Well, naturally, based on what we'd both just witnessed from my sub-optimal performance with a subconscious distraction, I naturally responded, without hesitation, "No, absolutely not. I don't want to put myself in that situation." My reason was simple. The 1-hour limit, though trivial, would be on my mind, just as the rushed feeling was this flight, and I wouldn't be at my best. Plus, if I went into the flight with solo being the actual goal, and ended up not getting there, I'd be even more disappointed and frustrated for having spent an hour of time (and money) knowing full well it wasn't the ideal situation.
Decision made. So I suggested, since the plane may be down yet the next week, let's just get my practice knowledge test and endorsement out of the way. Then once that's done, if the plane is ready, maybe try flying later in the week. We agreed on Tuesday night for the practice exam.
Which brings us to last night (6/16) and my practice exam. But, before we went upstairs to the classroom, he says,"You want to see your airplane? The engine is off." We walked to the maintenance hangar and there she was, engine on a dolly on the floor, nose completely gone. Kind of sickening to see even though I know it's just a machine. I could sense the frustration in his voice as we talked about the engine. A couple short looks, then upstairs we went.
I finished the 60-question exam, which he assured me he had made more difficult than the actual FAA test, in just over an hour. There were some questions I knew I had missed, but after reviewing several sections over lunch and just prior to the exam, there was much that was fresh in my mind, and I actually answered some correctly that I felt might have been wrong when answering. As we reviewed the answers, there were some (about half actually) that I missed just because of plain old stupid mistakes or not carefully reading the answers (which the King's course repeatedly and adamantly stresses you to do as some answers are just designed to trip you up).

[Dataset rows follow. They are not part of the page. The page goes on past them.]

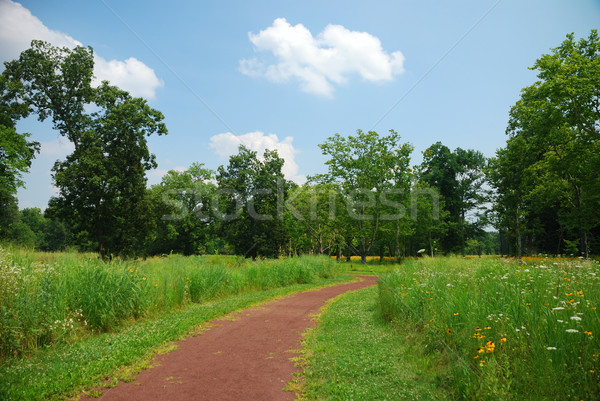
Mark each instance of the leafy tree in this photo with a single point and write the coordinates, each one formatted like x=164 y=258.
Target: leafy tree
x=102 y=184
x=558 y=119
x=367 y=166
x=459 y=178
x=181 y=205
x=16 y=152
x=249 y=213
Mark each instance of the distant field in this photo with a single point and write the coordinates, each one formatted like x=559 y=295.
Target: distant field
x=52 y=298
x=499 y=329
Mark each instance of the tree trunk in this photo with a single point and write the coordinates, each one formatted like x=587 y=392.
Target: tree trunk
x=397 y=241
x=518 y=232
x=430 y=244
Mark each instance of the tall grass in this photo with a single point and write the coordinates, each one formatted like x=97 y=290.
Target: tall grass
x=47 y=298
x=503 y=330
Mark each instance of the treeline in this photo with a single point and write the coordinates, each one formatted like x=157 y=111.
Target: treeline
x=541 y=193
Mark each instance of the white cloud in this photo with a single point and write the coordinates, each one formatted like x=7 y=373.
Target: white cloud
x=131 y=75
x=58 y=148
x=18 y=27
x=322 y=61
x=155 y=176
x=227 y=144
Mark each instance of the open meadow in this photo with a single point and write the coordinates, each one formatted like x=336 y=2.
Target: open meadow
x=499 y=329
x=68 y=321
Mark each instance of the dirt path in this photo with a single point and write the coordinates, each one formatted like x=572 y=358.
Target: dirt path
x=243 y=359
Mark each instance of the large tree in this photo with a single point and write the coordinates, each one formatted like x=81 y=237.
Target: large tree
x=16 y=151
x=459 y=178
x=102 y=183
x=181 y=206
x=371 y=171
x=249 y=203
x=557 y=119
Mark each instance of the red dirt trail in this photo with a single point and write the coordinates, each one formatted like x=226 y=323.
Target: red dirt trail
x=243 y=359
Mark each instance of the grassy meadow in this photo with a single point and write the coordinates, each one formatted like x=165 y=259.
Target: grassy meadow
x=52 y=298
x=501 y=330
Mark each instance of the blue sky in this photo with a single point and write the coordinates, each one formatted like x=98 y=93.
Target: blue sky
x=290 y=74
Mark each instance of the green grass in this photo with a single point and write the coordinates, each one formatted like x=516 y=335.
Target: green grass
x=502 y=330
x=68 y=369
x=354 y=354
x=51 y=299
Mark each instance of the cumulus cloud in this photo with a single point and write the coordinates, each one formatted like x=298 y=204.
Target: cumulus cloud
x=227 y=144
x=58 y=148
x=322 y=61
x=155 y=176
x=18 y=27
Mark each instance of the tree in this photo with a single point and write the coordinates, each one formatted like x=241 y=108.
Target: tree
x=459 y=178
x=371 y=171
x=16 y=152
x=250 y=203
x=558 y=119
x=181 y=205
x=102 y=183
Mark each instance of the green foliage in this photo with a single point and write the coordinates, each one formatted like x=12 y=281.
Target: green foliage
x=181 y=209
x=354 y=355
x=102 y=184
x=66 y=370
x=46 y=299
x=249 y=208
x=545 y=192
x=500 y=328
x=372 y=172
x=459 y=177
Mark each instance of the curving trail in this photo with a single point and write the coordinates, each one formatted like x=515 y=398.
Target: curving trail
x=247 y=358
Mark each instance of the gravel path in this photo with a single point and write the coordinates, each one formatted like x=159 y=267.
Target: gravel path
x=245 y=358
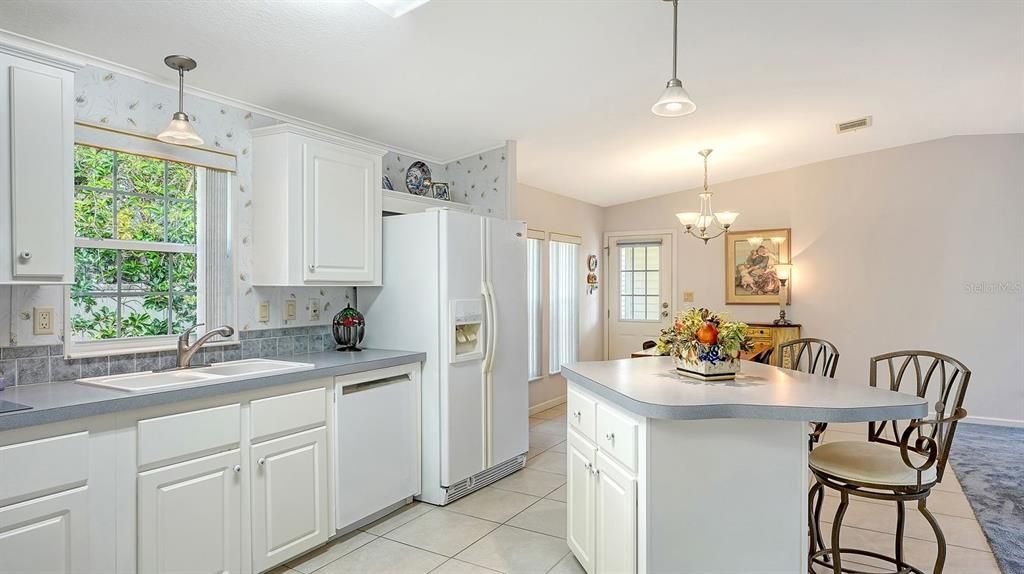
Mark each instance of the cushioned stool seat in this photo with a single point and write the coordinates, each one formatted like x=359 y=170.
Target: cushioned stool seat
x=868 y=462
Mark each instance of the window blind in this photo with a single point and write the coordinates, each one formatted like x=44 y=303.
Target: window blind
x=564 y=302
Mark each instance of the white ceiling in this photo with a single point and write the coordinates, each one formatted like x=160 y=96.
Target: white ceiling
x=573 y=80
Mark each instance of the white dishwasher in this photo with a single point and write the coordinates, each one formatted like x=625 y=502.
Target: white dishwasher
x=378 y=446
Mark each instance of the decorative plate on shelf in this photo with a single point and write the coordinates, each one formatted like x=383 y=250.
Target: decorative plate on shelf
x=417 y=178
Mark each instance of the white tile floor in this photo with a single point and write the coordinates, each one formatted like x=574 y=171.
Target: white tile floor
x=517 y=525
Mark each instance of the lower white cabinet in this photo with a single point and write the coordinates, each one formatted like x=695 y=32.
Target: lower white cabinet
x=289 y=496
x=189 y=516
x=49 y=534
x=602 y=510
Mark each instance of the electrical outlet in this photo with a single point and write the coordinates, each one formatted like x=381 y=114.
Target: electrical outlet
x=42 y=320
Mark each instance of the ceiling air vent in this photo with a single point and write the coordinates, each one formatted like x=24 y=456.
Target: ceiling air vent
x=854 y=125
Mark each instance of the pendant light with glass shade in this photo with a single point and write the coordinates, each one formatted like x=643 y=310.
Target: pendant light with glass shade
x=179 y=131
x=707 y=224
x=675 y=101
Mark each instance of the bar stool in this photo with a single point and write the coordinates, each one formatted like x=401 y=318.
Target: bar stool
x=901 y=467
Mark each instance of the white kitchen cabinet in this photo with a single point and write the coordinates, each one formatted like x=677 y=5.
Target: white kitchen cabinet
x=49 y=534
x=290 y=508
x=189 y=516
x=316 y=203
x=615 y=535
x=581 y=499
x=37 y=174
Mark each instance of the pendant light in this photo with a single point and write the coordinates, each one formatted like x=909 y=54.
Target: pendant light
x=179 y=131
x=674 y=101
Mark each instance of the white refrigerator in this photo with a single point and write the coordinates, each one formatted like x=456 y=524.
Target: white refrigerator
x=455 y=288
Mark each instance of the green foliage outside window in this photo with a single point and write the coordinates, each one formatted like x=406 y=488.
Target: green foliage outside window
x=118 y=292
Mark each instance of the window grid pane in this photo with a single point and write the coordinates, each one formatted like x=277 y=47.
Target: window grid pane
x=120 y=293
x=640 y=280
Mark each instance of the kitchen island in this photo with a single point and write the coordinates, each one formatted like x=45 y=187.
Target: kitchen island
x=672 y=474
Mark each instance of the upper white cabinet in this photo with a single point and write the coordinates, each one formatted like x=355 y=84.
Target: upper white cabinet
x=37 y=194
x=317 y=209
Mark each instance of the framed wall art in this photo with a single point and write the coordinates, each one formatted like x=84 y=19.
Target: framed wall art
x=750 y=266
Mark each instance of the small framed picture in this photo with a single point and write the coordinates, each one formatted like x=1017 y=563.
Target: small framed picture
x=440 y=191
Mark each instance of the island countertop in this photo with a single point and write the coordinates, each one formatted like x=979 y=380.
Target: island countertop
x=651 y=388
x=52 y=402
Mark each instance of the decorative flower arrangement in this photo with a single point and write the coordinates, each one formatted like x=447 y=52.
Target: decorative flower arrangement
x=705 y=344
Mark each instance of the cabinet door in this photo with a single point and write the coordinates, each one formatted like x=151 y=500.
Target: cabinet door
x=616 y=518
x=289 y=496
x=341 y=214
x=580 y=491
x=189 y=516
x=49 y=534
x=40 y=173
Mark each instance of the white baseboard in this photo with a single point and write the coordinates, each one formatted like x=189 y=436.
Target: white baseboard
x=546 y=405
x=995 y=422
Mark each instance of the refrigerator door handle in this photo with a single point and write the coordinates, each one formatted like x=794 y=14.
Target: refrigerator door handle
x=489 y=316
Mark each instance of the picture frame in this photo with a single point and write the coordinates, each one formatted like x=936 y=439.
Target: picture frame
x=440 y=191
x=750 y=259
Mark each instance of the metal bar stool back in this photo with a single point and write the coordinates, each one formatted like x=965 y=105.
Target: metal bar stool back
x=899 y=462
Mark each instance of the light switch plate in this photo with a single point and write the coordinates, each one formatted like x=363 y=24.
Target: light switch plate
x=42 y=320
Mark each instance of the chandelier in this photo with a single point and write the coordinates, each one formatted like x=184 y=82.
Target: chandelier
x=707 y=224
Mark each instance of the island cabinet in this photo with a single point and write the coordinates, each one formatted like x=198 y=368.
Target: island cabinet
x=37 y=192
x=602 y=485
x=316 y=207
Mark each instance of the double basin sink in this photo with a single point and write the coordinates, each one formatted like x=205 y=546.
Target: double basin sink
x=217 y=372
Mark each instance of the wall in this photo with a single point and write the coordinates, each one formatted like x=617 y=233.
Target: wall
x=550 y=212
x=123 y=102
x=918 y=247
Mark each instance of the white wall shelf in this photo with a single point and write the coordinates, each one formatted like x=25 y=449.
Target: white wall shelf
x=401 y=202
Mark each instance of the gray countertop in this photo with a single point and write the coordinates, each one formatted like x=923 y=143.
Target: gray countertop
x=52 y=402
x=650 y=387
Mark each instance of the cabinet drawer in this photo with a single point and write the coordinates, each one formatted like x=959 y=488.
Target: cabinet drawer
x=616 y=436
x=43 y=467
x=581 y=411
x=184 y=434
x=294 y=411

All-in-all, I missed 12 of the 60, which comes out to an 80%, good enough for his endorsement, and good enough for me considering I'd only had 5.5 hours of sleep the night before (seriously, going to talk to my fam doc about finding a better solution for a sleep aid, starting to affect all areas of my life). I'd like to have done better, and I probably would have with more sleep, which might have helped me be more careful with reading the answers, but I'll take it. Once I get my PPL this score won't really matter. It's not like I'm gunning for an airline job and a prospective employer will use this in deciding between me and another candidate. The actual FAA Knowledge Test (which I will be scheduling in the next few weeks) carries more responsibility, and I'll continue studying for it, particularly the areas in which I fell short. But I want to know the material, not just memorize it for the test. I need to know it, and it will help me be a safer, more confident pilot.
We ended the evening with plans to fly next Tuesday, unless the plane is still down for the engine installation. Here's hoping for better weather next week, and no crosswinds.
Two Victor Uniform, clear of Two-Seven.